Vous êtes dirigeant d’une entreprise et vous vous interrogez sur le sort que vous devez réserver aux données personnelles de votre salarié au regard du RGPD, notamment après son départ ?
Cet article a pour objectifs de présenter des clés de lecture du droit et d’apporter des réponses pratiques.
Quelles sont les obligations de l’employeur et les droits du salarié au regard du RGPD ?
Pourquoi le RGPD s’applique ?
Avant toute chose, il convient de rappeler que le RGPD n’a vocation à s’appliquer que lorsqu’il s’agit de données à caractère personnel.

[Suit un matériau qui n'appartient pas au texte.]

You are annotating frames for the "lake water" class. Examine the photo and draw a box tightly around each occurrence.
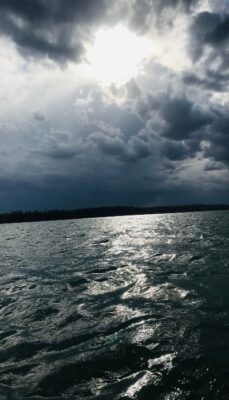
[0,211,229,400]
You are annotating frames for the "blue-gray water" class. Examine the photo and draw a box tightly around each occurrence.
[0,212,229,400]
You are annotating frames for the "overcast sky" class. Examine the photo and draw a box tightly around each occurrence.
[0,0,229,212]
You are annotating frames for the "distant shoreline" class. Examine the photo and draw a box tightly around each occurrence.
[0,204,229,224]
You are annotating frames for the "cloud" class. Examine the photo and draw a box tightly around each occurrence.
[0,0,107,62]
[137,93,212,140]
[189,11,229,62]
[33,111,45,122]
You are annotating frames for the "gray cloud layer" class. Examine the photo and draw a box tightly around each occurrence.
[0,0,229,209]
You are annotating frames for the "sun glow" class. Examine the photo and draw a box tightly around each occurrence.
[88,26,150,85]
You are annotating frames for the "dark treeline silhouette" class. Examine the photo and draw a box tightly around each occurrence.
[0,204,229,223]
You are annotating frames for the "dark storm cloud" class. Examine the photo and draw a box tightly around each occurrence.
[204,113,229,166]
[89,132,152,163]
[0,0,107,62]
[183,71,229,92]
[162,140,199,161]
[137,93,212,140]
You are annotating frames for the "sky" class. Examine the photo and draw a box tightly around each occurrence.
[0,0,229,212]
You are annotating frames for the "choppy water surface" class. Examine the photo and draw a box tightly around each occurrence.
[0,212,229,400]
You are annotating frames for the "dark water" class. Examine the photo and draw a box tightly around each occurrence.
[0,212,229,400]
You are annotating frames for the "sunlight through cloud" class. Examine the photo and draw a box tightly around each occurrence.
[88,25,150,85]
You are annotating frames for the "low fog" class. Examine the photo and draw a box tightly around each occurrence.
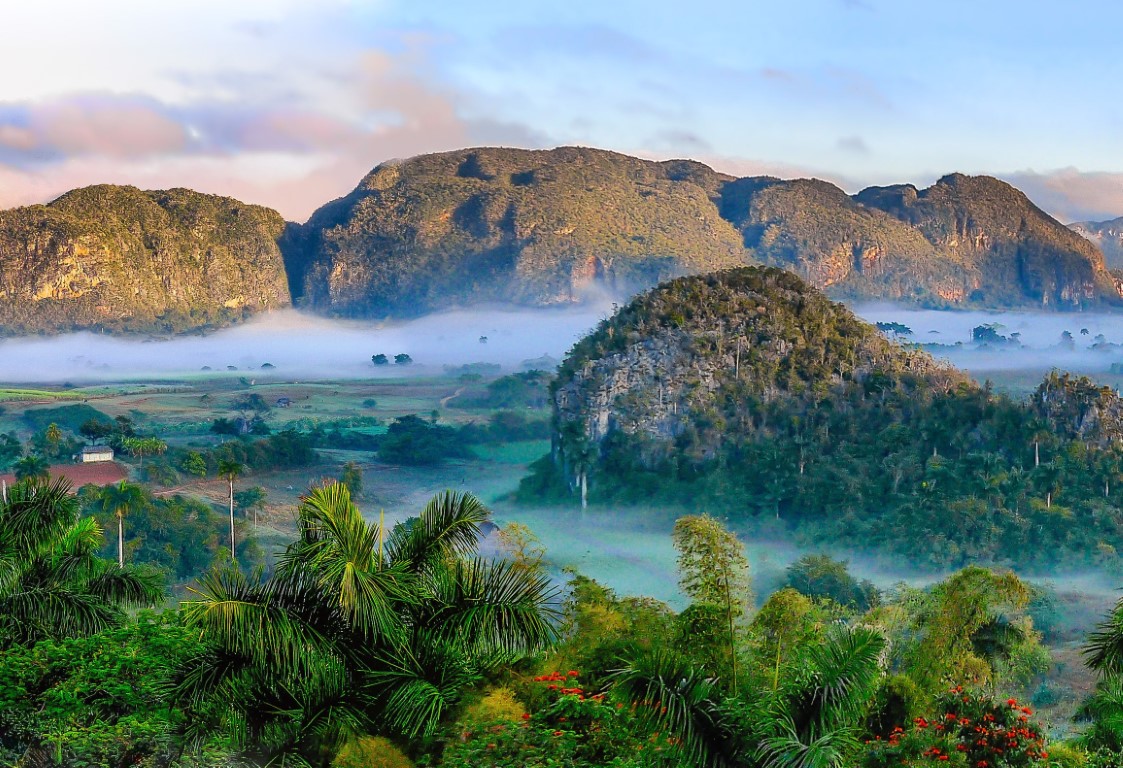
[0,304,611,384]
[0,300,1123,384]
[852,304,1123,375]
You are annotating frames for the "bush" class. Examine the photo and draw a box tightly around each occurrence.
[331,737,413,768]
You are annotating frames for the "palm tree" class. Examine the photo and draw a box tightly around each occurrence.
[0,478,163,649]
[15,454,51,479]
[98,481,146,568]
[177,483,556,766]
[218,459,246,563]
[614,627,885,768]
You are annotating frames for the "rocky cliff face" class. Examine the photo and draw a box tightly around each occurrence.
[1069,217,1123,269]
[554,267,967,483]
[0,185,290,333]
[289,147,746,316]
[286,147,1121,317]
[856,173,1120,309]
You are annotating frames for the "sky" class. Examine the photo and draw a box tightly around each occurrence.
[0,0,1123,222]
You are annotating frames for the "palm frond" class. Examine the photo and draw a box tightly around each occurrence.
[182,568,335,674]
[424,558,560,662]
[802,627,885,731]
[386,491,490,572]
[1081,600,1123,676]
[279,483,417,640]
[612,650,736,768]
[755,720,858,768]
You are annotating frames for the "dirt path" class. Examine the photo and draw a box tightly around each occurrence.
[439,386,464,408]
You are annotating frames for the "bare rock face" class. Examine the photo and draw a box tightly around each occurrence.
[286,147,1121,317]
[289,147,746,316]
[554,267,966,484]
[0,185,291,333]
[1069,217,1123,269]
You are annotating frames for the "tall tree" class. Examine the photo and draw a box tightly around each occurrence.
[218,459,246,563]
[673,514,752,693]
[98,481,147,568]
[179,483,555,766]
[0,478,163,648]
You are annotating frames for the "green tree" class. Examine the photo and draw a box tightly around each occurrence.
[98,481,148,568]
[234,485,265,529]
[13,454,51,481]
[43,422,63,458]
[0,478,163,649]
[218,458,246,563]
[339,461,363,499]
[180,450,207,477]
[0,612,230,768]
[673,514,752,693]
[179,483,555,766]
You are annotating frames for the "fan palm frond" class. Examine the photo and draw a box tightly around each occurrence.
[1081,600,1123,676]
[612,650,736,768]
[424,558,560,660]
[386,491,490,572]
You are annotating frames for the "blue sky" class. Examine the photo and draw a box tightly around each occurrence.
[0,0,1123,220]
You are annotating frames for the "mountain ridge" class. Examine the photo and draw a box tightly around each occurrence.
[0,147,1123,333]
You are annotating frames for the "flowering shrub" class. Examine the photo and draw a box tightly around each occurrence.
[866,686,1049,768]
[440,670,677,768]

💡 Pour rappel, l’article 4 RGPD prévoit qu’une donnée personnelle est à toute information se rapportant à une personne physique identifiée ou identifiable directement (exemple : nom et prénom) ou indirectement (exemple : le numéro de sécurité sociale, une adresse courriel, l’enregistrement des conservations).
Dès lors, toutes les données qui permettent de remonter à une personne physique, en l’occurrence un salarié, sont de la donnée à caractère personnel. Voici quelques exemples :
- Lors de son recrutement : CV, lettre de motivation, lettres de recommandation.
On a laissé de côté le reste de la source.